Guest post by Annie Evelsizer
For many youth on their 18th birthday of their senior year of high school, there is a desire to host a party to celebrate their first small step towards adulthood. There are worries over what should be worn, what snacks to serve, if anyone was left anyone out, and if there would be enough time to decorate.
What youth not in foster care don’t think about was where they will sleep that night… if the doorway I hunkered down in would provide enough protection from the elements… if, when they do finally drift off into an exhausted sleep, would someone take the opportunity to rob or abuse them… or how they would pay for their next meal, let alone when it would work for them to see a doctor for an annual wellness exam.
The transition towards adulthood and self-sufficiency is challenging for any youth. It is a season of tremendous growth, development and change; during which time they are exploring who they want to be. Teenagers tend to run between wanting to “test the waters” of adulthood while also charging back into the safety and protection of a stable familial structure. (1) However, generally speaking, youth who have been in foster care do not have the same safety nets and support networks in place as they step into adulthood. More often than not, these young adults are thrust into a life on their own without several key foundational elements established. (2) There seems to be a pervasive lack of:
- Stable housing
- Adequate education or job training
- Employment abilities or opportunities
- Access to healthcare
- Emotional, mental and physical well-being
- Social connections and community
The consistent theme being a lack of. Not only are these youths being propelled towards the daunting task of transitioning into adulthood without these foundations, youth in foster care oftentimes have already lived through traumatic experiences and periods in their childhood development which can set them up for additional hurdles with their physical and mental health, as well as their self-confidence and emotional well-being. Compared to their peers, youth departing from foster care have a much higher risk of dropping out of school, ending up in jail, experiencing homelessness and becoming parents before they are ready. (3) With nearly 15,000 young people aging out of foster care at age 18 each year, solutions must be found. (4)

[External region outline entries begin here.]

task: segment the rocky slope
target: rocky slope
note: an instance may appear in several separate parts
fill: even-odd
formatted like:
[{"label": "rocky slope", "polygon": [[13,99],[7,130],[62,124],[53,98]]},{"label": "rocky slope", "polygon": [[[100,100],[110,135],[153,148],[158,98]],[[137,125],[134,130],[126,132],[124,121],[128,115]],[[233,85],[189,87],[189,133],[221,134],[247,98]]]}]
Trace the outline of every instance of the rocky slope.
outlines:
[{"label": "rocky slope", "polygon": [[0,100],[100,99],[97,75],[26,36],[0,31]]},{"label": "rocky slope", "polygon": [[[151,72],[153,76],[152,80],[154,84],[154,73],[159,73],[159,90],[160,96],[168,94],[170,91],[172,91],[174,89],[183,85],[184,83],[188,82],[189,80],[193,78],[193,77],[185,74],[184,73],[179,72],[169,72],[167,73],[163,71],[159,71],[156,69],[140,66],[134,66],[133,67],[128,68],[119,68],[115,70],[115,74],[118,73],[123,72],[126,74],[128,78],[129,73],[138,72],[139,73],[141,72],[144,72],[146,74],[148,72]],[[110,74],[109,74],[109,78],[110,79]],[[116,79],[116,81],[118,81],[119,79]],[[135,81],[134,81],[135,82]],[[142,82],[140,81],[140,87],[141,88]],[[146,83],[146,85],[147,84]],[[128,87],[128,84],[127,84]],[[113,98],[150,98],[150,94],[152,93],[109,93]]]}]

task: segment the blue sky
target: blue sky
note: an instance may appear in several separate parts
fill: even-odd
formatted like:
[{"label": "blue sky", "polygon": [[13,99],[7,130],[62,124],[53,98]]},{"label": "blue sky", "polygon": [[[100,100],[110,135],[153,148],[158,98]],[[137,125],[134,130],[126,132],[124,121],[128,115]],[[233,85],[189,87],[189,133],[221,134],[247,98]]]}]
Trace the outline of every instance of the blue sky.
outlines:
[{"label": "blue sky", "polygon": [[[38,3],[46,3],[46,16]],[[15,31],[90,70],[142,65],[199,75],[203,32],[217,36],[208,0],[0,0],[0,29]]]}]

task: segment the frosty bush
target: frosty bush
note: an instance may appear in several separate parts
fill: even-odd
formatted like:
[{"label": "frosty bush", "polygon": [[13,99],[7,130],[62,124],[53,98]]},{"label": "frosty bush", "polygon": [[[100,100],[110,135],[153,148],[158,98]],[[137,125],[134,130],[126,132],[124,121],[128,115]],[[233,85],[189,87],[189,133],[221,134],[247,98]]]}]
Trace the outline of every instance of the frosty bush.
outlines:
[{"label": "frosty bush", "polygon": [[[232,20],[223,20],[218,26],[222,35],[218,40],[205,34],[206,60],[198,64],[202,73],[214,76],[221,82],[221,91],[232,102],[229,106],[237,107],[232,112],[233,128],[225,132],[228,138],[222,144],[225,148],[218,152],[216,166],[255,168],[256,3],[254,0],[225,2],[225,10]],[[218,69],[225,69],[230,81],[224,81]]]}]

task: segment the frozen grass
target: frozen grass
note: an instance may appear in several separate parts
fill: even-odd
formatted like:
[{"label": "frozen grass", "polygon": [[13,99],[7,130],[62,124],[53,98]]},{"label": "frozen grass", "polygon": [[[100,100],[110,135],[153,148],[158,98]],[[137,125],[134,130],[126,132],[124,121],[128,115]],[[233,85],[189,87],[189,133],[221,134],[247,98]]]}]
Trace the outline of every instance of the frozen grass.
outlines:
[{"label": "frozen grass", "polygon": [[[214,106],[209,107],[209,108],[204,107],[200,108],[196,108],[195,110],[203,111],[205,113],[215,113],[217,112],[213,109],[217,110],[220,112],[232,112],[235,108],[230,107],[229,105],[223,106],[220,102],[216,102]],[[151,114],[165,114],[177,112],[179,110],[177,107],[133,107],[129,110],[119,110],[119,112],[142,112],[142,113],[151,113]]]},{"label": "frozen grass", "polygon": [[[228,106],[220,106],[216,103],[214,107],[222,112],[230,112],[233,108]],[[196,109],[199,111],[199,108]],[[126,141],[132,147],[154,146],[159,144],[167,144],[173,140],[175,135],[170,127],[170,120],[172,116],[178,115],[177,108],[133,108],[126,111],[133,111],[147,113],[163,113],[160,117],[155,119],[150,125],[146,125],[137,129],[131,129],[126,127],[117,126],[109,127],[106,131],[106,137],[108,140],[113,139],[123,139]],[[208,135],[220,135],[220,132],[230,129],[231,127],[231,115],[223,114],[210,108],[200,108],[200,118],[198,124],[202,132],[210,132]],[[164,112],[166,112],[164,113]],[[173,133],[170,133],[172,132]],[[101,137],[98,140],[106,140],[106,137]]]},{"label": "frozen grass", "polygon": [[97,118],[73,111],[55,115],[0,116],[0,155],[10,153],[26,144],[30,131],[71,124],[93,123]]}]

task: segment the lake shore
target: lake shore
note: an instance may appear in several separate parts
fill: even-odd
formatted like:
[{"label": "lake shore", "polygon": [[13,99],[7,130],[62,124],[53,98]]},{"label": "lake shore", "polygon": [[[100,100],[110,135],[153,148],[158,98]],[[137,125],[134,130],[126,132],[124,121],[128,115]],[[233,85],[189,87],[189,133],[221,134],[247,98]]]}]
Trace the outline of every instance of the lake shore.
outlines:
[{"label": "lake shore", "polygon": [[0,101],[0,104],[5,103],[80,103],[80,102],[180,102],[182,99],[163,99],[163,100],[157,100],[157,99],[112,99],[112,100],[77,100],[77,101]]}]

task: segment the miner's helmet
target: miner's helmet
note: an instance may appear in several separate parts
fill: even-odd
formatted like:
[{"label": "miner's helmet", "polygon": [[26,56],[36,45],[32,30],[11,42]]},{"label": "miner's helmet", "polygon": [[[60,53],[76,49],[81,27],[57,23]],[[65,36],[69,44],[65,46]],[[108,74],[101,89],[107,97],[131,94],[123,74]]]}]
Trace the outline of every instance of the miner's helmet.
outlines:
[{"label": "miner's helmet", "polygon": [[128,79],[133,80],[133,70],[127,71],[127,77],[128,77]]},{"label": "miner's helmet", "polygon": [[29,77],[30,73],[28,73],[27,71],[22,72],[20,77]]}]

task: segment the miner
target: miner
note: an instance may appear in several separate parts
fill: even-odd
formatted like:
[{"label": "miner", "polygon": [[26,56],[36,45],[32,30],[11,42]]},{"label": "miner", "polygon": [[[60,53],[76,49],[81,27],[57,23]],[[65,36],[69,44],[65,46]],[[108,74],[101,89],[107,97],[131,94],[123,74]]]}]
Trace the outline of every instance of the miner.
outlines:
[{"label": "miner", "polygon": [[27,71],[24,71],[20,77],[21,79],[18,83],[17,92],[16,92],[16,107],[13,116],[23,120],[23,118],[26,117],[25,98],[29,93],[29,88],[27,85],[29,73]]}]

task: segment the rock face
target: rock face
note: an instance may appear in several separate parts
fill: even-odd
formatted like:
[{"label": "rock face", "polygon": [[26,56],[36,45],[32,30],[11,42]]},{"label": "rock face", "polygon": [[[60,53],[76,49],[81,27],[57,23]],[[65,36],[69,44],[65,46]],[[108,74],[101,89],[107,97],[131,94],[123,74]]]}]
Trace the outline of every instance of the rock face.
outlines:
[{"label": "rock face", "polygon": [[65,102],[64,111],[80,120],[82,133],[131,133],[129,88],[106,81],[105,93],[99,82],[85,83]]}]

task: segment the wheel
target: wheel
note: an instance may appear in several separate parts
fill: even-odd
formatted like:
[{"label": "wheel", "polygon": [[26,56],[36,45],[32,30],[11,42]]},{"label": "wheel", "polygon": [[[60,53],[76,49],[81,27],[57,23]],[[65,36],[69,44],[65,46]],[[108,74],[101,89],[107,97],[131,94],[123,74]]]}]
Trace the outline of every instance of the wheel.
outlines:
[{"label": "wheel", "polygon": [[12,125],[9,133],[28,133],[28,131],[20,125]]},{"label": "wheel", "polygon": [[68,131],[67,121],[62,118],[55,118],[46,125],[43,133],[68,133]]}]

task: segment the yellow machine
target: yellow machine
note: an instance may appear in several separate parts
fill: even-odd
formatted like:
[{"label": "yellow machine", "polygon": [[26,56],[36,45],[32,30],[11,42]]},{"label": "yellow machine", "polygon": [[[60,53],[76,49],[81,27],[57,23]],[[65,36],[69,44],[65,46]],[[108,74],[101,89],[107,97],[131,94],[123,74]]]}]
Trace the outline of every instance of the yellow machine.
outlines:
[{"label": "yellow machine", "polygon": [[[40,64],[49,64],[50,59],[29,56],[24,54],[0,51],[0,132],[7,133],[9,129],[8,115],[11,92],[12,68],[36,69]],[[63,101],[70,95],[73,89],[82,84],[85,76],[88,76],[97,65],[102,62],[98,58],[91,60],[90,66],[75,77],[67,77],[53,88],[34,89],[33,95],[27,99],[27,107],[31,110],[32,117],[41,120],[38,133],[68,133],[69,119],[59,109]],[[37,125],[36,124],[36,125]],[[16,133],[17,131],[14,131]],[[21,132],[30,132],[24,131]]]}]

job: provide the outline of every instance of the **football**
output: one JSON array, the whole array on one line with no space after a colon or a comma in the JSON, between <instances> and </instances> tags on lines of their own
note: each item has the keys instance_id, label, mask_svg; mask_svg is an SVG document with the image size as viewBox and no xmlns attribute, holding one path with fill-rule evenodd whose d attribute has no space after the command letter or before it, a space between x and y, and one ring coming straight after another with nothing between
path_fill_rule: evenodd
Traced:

Solutions for a Personal Path Forward
What is the solution to these vast and dynamic challenges? It is giving youth transitioning into adulthood the opportunity and tools to plan and guide their personal path forward. This can be accomplished, in part, by “extending high-quality, developmentally-appropriate services to age 21” as is outlined in the national campaign Success Beyond 18, a national campaign whose initiative aims at creating a better path for youth aging out of foster care. (3) Ultimately, taking solution-based steps alongside these youths is beneficial to all of us, as the cost of not doing so is dire. There are nearly incalculable social and economic repercussions for these individuals which eventually falls on the greater community. (5) Over the past two decades, federal laws and programs have been continually developed, enhanced and strengthened to better address the needs of the thousands of youths aging out of foster care across the country.
Coming Alongside to End the Trend
However, even after decades of dedicated focus on finding solutions, the facts lay bare the reality that our work is not yet finished with 36% of foster youth experiencing homelessness by the age of 26. (4) Instead of being a foster care system in crisis, we need to continue towards ending the trend and coming alongside these young people who are thrust into adulthood much too quickly and without adequate support systems and tools in place.